What is a cheap secure loan?
A cheap secure loan is a loan offered by a lender, which is secured against an asset owned by the borrower. If the borrower fails to keep up their repayments, the lender can then repossess that asset, selling it to recoup their original investment.
More often than not the asset will be equity in a home, so the majority of cheap secure loans are taken out with the borrower risking losing their home if they fail to keep up their repayments.
How does a cheap secure loan work?
When a customer takes out a cheap secure loan, they must have an asset worth at least the value of the loan to secure their loan against. This is usually equity in their home, but some lenders will also accept other assets, such as a car, painting or jewellery as leverage for a loan.
To work out how much equity you have in your home for a cheap secure loan, customers should take the value of their home, and deduct the value of their remaining mortgage. The amount they are left with is the equity they own in their home. If they owe more money than the value of their home, they are in negative equity, and this makes it far more difficult to take advantage of a cheap secure loan.
Why do customers take out a cheap secure loan?
A cheap secure loan can be used for any number of things, with the most common uses being home improvements, debt consolidation, a new car purchase through a secured car loan or even a holiday of a lifetime. Others may borrow money to start their own business.
The most common current use is for extending the living space in a home, as many families start to outgrow their space, but are unable to move house because of the stagnant housing market.
A cheap secure loan can be used to pay for an extension, loft or garage conversion or a conservatory.

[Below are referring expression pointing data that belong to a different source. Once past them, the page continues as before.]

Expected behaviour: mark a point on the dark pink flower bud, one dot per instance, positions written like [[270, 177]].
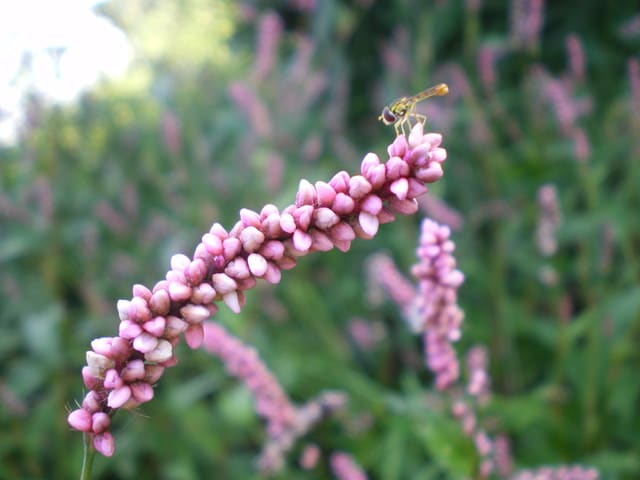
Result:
[[273, 249], [257, 264], [340, 182], [212, 244], [152, 373], [112, 379], [88, 378], [162, 353], [396, 168], [301, 241], [306, 194], [231, 247], [193, 335], [238, 268], [343, 204], [155, 326], [91, 402], [180, 262], [325, 218], [249, 218], [160, 302], [142, 392], [326, 194], [223, 283], [359, 187], [251, 238], [104, 444], [175, 326], [320, 241], [400, 188], [273, 274], [195, 314], [119, 396], [100, 422], [128, 329], [133, 370], [80, 419]]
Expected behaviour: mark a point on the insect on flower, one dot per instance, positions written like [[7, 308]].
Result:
[[400, 112]]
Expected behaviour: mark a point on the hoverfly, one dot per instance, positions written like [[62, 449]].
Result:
[[400, 112]]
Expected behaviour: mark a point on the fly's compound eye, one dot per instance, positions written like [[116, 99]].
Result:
[[388, 116]]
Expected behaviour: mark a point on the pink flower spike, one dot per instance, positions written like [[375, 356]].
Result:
[[123, 309], [368, 223], [212, 243], [119, 396], [91, 402], [431, 173], [112, 379], [326, 194], [343, 204], [193, 336], [231, 247], [155, 326], [399, 147], [415, 137], [257, 264], [359, 187], [180, 262], [369, 161], [306, 193], [102, 346], [89, 380], [134, 370], [100, 422], [340, 182], [142, 392], [129, 330], [273, 274], [98, 364], [152, 373], [400, 188], [145, 342], [162, 353], [325, 218], [238, 269], [104, 444], [223, 283], [175, 326], [141, 291], [195, 313], [179, 292], [301, 241], [251, 239], [80, 420], [287, 223], [273, 249], [249, 218], [160, 302], [320, 241]]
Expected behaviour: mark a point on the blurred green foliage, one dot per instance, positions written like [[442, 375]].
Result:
[[97, 196]]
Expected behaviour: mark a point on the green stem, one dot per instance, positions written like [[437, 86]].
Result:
[[88, 455]]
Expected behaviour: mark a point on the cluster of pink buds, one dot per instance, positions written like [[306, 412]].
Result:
[[435, 310], [122, 370]]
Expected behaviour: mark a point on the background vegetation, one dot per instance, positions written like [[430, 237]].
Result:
[[97, 196]]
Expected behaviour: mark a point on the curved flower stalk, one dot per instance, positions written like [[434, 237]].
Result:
[[286, 422], [121, 370]]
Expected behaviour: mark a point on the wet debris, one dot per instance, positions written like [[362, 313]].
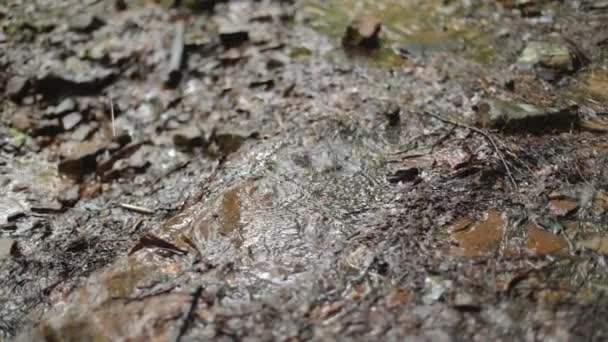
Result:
[[49, 207], [69, 196], [513, 116], [225, 143], [174, 74], [397, 297], [363, 32], [562, 207], [8, 247], [404, 175], [232, 35], [71, 120], [21, 121], [542, 242], [553, 59], [464, 301], [16, 87], [136, 208], [435, 286], [188, 137], [65, 106], [79, 159], [85, 23], [477, 238], [152, 241], [47, 127], [72, 77]]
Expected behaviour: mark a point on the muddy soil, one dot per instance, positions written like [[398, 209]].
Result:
[[303, 170]]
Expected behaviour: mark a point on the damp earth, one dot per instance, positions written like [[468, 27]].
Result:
[[303, 170]]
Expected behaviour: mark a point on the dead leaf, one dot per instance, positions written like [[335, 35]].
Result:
[[596, 243], [397, 297]]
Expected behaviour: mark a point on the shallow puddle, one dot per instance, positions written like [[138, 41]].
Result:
[[478, 238]]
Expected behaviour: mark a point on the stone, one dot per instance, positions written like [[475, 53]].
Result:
[[21, 121], [71, 120], [363, 32], [8, 247], [85, 23], [16, 87], [70, 195], [188, 137], [48, 127]]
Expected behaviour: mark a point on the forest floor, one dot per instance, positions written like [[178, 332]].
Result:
[[304, 170]]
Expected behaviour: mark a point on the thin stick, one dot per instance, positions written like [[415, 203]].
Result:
[[485, 135], [112, 113], [137, 209], [189, 316]]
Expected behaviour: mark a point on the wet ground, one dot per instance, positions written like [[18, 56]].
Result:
[[309, 170]]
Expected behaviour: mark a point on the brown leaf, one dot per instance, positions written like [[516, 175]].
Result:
[[596, 243]]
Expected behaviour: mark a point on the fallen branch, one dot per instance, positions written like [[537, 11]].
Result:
[[177, 55], [187, 320]]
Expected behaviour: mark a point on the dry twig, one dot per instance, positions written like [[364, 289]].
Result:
[[487, 136]]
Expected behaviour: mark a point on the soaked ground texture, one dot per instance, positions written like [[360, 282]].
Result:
[[303, 170]]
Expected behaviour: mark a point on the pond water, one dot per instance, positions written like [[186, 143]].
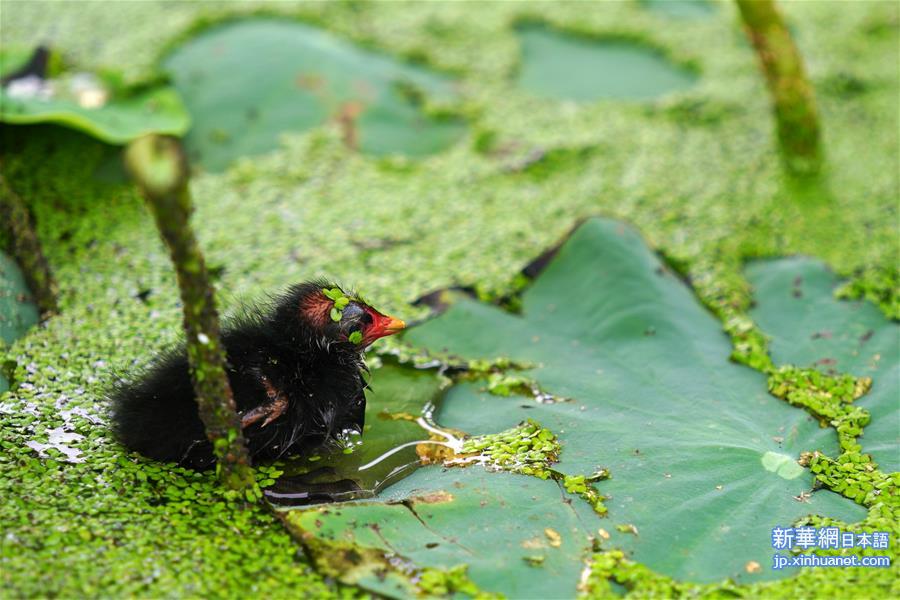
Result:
[[245, 83], [559, 65], [18, 312], [399, 432]]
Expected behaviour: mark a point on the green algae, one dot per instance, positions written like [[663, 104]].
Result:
[[696, 174], [18, 312], [681, 8]]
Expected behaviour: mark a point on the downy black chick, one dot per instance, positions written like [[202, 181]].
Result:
[[296, 370]]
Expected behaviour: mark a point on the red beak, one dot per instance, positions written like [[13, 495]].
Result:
[[383, 326]]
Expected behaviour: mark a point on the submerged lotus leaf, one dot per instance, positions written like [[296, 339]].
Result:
[[246, 83], [700, 453], [808, 327], [68, 102]]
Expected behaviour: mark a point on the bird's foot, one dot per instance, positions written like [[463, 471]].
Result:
[[270, 411]]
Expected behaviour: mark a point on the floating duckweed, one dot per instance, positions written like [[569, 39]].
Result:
[[440, 583], [581, 485], [830, 398], [528, 449]]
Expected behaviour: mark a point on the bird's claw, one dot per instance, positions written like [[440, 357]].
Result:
[[270, 410]]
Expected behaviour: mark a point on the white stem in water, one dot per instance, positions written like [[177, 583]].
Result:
[[401, 447]]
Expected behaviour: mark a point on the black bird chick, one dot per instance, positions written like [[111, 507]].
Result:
[[296, 370]]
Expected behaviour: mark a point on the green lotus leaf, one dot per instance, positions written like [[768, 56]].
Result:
[[18, 312], [117, 120], [809, 327], [703, 460], [246, 83]]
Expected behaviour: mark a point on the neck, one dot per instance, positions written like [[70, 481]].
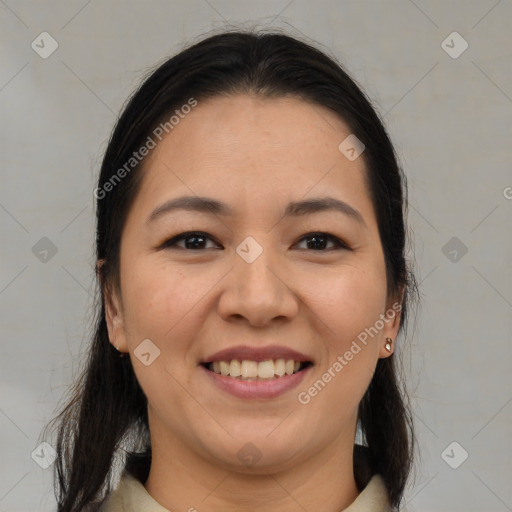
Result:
[[181, 479]]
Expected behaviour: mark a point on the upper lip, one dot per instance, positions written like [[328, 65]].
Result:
[[258, 354]]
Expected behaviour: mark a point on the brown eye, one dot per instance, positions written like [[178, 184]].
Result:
[[320, 241], [192, 240]]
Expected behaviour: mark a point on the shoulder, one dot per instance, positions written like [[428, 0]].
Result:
[[373, 498], [131, 496]]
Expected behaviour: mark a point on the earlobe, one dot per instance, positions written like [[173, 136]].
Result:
[[115, 324], [390, 331]]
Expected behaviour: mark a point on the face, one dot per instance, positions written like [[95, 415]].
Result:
[[256, 280]]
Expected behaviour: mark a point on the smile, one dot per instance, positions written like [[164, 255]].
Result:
[[257, 370]]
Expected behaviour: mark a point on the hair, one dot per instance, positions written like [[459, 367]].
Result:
[[105, 419]]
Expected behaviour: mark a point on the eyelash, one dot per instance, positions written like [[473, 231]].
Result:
[[171, 243]]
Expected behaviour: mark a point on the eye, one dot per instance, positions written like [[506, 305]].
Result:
[[319, 242], [193, 240]]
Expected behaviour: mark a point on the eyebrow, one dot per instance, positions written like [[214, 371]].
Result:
[[293, 209]]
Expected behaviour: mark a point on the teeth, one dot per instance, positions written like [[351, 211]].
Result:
[[279, 367], [235, 368], [253, 370], [249, 369]]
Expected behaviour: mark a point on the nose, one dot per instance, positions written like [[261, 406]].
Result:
[[257, 292]]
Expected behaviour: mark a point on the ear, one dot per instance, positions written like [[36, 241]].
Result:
[[113, 314], [391, 320]]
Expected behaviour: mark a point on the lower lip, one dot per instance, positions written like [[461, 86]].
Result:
[[257, 388]]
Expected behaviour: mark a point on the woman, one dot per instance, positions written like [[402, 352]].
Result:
[[250, 254]]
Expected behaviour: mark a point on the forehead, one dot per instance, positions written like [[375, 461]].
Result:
[[256, 151]]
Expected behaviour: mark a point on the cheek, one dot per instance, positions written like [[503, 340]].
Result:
[[347, 301], [159, 300]]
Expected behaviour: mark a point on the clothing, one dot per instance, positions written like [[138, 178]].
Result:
[[131, 496]]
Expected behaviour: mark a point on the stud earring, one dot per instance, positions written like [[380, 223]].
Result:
[[119, 353]]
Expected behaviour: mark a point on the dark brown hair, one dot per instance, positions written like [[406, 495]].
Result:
[[106, 418]]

The extension should also increase the homes value, effectively increasing the amount of equity you own in the home.
Debt consolidation is another popular use of a cheap secure loan, as customers are able to take out a cheaper secured loan, to pay off expensive other debts, like a credit card or store card. The interest rate on a cheap secure loan is cheaper than on most credit and store cards by as much as four times, as the bank have less risk in lending you the money.